Исходя из вышесказанного, мы беремся утверждать, что когда Иустин ставит себя в связь с Платоном, он воспринимает не столько учение Платона, сколько учение современных ему средних платоников. То, что Иустин действует двояко — и как философ–платоник, и как философ–христианин, — находит свое оправдание в его учении о Λόγος σπερματικός, т. е. о «Логосе семенном». Рассмотрим этот вопрос.
Богословский аспект этой доктрины проясняется на основании некоторых мест «Второй апологии»: «Мы знаем, что и последователи стоических учений за то, что они были прекрасны в своем нравственном учении, так же, как и поэты в некоторых отношениях, благодаря семени Логоса, всеянного во всем роде человеческом, были ненавидимы и убиваемы (8, 1) (…] Наше учение, по сравнению с любым другим, более возвышенное, поскольку нам открыл Себя во всей полноте Своей разумности Христос. (…) И все, что когда–либо сказано и открыто хорошего философами и законодателями, все это ими сделано соответственно мере нахождения ими и созерцания Логоса. Но поскольку они не знали всех свойств Логоса, Который есть Христос, то часто говорили даже противное самим себе. (10, 1–3) (…) Все те писатели посредством врожденного семени Логоса могли видеть истину, но темно (…) (13,5–6)».

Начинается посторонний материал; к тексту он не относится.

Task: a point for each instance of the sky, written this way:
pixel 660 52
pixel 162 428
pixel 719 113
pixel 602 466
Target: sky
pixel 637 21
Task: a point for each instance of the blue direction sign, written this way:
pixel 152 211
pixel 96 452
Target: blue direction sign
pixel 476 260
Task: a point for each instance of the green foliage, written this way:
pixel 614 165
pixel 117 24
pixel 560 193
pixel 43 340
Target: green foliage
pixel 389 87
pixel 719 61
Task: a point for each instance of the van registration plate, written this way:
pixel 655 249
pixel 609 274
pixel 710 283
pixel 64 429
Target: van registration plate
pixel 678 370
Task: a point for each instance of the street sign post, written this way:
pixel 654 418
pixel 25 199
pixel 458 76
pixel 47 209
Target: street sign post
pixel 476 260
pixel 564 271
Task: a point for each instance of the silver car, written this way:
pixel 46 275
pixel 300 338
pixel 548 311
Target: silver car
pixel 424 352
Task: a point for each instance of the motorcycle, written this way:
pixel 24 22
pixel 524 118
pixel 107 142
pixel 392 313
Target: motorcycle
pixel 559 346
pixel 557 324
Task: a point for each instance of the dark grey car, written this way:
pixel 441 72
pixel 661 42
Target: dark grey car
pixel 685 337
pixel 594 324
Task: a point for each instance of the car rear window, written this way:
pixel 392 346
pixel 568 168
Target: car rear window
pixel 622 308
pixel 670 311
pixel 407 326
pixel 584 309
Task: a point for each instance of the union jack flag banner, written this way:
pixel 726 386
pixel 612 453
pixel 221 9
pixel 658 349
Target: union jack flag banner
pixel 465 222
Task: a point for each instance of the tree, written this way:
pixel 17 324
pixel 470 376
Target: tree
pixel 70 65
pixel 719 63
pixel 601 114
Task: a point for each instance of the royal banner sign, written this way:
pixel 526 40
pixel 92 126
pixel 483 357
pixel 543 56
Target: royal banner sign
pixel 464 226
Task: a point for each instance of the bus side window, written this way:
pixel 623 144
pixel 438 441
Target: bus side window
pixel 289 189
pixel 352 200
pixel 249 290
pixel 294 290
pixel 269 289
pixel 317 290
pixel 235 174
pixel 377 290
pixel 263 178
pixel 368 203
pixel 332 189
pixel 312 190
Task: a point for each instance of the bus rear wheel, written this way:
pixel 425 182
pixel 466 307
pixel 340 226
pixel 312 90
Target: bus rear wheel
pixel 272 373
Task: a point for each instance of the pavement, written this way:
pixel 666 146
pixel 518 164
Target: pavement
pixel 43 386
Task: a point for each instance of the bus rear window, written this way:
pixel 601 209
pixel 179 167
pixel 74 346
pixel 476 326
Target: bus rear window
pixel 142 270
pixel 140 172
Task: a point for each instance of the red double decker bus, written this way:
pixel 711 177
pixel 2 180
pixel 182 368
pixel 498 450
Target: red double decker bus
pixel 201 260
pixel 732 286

Прежде всего проводится отождествление Логоса с Христом: этой «грецизирующей» интерпретацией Логоса открывается Евангелие от Иоанна, что со временем становится обычным для христианской философии, разрабатываемой апологетикой. Во–вторых, этот Логос–Христос представляется то в Своей божественной реальности (вопрос, который мы рассмотрим ниже), то в Своей имманентности миру человека, как в этом месте.

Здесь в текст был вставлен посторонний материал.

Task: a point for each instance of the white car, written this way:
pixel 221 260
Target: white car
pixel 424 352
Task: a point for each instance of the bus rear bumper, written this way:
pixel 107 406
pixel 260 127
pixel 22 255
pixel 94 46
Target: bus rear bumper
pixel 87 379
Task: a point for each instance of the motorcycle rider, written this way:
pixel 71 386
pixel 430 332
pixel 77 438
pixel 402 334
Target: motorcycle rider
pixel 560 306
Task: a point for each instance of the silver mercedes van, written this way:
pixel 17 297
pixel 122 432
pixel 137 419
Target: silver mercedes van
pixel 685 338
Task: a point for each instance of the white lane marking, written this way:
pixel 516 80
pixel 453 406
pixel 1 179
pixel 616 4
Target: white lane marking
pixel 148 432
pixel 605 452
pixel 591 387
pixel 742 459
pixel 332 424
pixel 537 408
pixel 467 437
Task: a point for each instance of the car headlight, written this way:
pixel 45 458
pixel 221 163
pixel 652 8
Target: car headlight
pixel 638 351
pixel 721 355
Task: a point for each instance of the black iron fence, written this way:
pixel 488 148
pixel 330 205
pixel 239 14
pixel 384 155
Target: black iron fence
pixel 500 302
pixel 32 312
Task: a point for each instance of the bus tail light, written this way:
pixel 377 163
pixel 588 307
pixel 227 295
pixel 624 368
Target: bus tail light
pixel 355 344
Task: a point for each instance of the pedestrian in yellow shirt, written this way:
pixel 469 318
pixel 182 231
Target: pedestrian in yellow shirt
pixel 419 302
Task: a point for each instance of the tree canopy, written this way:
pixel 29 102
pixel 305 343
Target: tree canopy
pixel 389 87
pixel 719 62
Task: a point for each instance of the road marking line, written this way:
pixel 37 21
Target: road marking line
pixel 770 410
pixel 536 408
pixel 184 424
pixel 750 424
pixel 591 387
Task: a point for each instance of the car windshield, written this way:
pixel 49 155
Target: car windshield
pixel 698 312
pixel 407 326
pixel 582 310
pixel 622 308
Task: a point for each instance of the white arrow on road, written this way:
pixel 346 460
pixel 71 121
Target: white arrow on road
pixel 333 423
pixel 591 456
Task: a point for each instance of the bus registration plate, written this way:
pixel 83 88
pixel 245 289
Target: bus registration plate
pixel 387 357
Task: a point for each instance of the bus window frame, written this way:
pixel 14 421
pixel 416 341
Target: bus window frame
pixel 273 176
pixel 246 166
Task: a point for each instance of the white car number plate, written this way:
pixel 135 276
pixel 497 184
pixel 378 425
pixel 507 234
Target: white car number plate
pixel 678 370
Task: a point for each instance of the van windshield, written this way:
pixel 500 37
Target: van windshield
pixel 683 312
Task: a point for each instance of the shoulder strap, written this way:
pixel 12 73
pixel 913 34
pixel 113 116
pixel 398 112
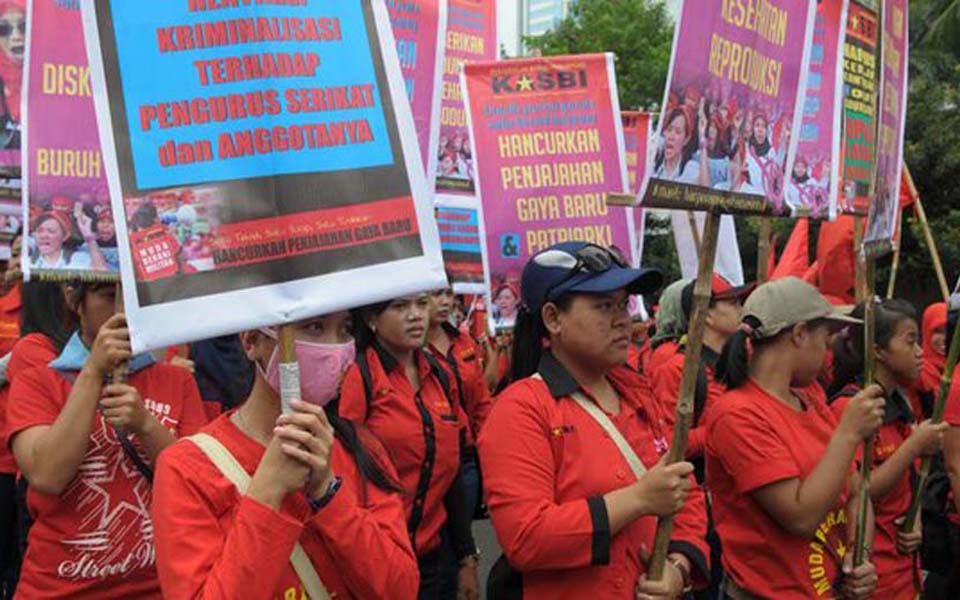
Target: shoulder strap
pixel 441 376
pixel 636 465
pixel 364 365
pixel 234 471
pixel 128 448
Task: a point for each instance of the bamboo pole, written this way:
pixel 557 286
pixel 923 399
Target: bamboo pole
pixel 289 369
pixel 946 381
pixel 869 362
pixel 860 277
pixel 894 269
pixel 932 247
pixel 691 363
pixel 763 250
pixel 694 229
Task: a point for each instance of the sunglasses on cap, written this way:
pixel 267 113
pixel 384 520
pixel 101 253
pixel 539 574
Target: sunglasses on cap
pixel 6 29
pixel 591 259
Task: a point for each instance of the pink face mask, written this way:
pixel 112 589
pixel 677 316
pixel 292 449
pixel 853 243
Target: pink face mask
pixel 321 368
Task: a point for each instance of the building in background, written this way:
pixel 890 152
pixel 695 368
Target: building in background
pixel 540 16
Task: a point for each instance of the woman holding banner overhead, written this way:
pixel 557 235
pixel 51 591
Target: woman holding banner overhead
pixel 406 398
pixel 573 451
pixel 87 448
pixel 900 441
pixel 780 466
pixel 319 507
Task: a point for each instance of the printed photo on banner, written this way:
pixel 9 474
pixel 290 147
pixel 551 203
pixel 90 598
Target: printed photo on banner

Логос, таким образом, есть то Начало, которое выявляет Бога в истории, и это случалось и в прошлом — в первую очередь, в рамках истории Еврейского народа. Иустин доказывает это, прибегая к Священному Писанию, которое интерпретируется им как свидетельство того факта, что пророки были вдохновляемы Логосом. Затем активность этого «семенного» Начала простерлось также и на греческий мир: ведь, действительно, всё то, что обрели, и всё то, чему учили философы и законодатели греков, было получено ими вследствие изнурительных поисков и исследований, благодаря той части Логоса, которая соприкасалась с ними в форме «семени». А потому, если стоики проявили себя серьезными философами в области этики, это могло произойти только благодаря «семенам» Логоса, «всеянным» в человеческий род.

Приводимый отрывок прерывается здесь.